Hagamos abstracción del debate documentalista y de la ira santa que despertó en Irán, escenario del suceso. Se trata, sin restar mérito a una gran película, de la misma línea argumental de tantas otras producciones como Apocalypse Now o Armagedón, para mencionar dos conocidas. Un héroe anónimo que a la misión de padre de familia antepone el mandato de una nación protectora que no abandona a sus ciudadanos dondequiera que se encuentren. Un sueño nacional que se refuerza, se reitera, se comparte y se celebra. Bien por ellos.
Tal vez nuestros relatos no tengan esa grandiosidad, pero son nuestros, así queramos negarlos. No es casualidad que ahora en el prime televisivo, pero también en cine y literatura, sean abundantes las narrativas de la emigración, es decir, del no-país, y del bandidaje variopinto hasta la actual sicaresca. Y todas con el pretexto, real por demás, de una nación desigual donde escasean oportunidades.

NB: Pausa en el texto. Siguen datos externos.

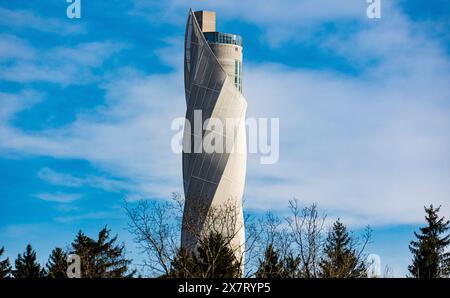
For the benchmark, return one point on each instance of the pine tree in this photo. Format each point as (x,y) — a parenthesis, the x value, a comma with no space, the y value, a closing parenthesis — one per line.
(271,266)
(101,258)
(57,264)
(291,266)
(5,267)
(27,266)
(184,265)
(430,260)
(340,258)
(216,258)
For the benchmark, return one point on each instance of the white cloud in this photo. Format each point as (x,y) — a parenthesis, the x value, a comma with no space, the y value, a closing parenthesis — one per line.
(372,147)
(24,19)
(68,180)
(58,197)
(68,65)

No, no es coincidencia ni simple aprovechamiento de temáticas vendedoras. Es una paradoja que nuestro relato de nación se construya sobre la negación de lo que somos y de querer ser otros, al precio que sea. Pruebas de ello son la profusión de esas historias basadas en hechos reales y los cerca de 12 millones de colombianos que se sientan a verse… y que pretenden no darse cuenta.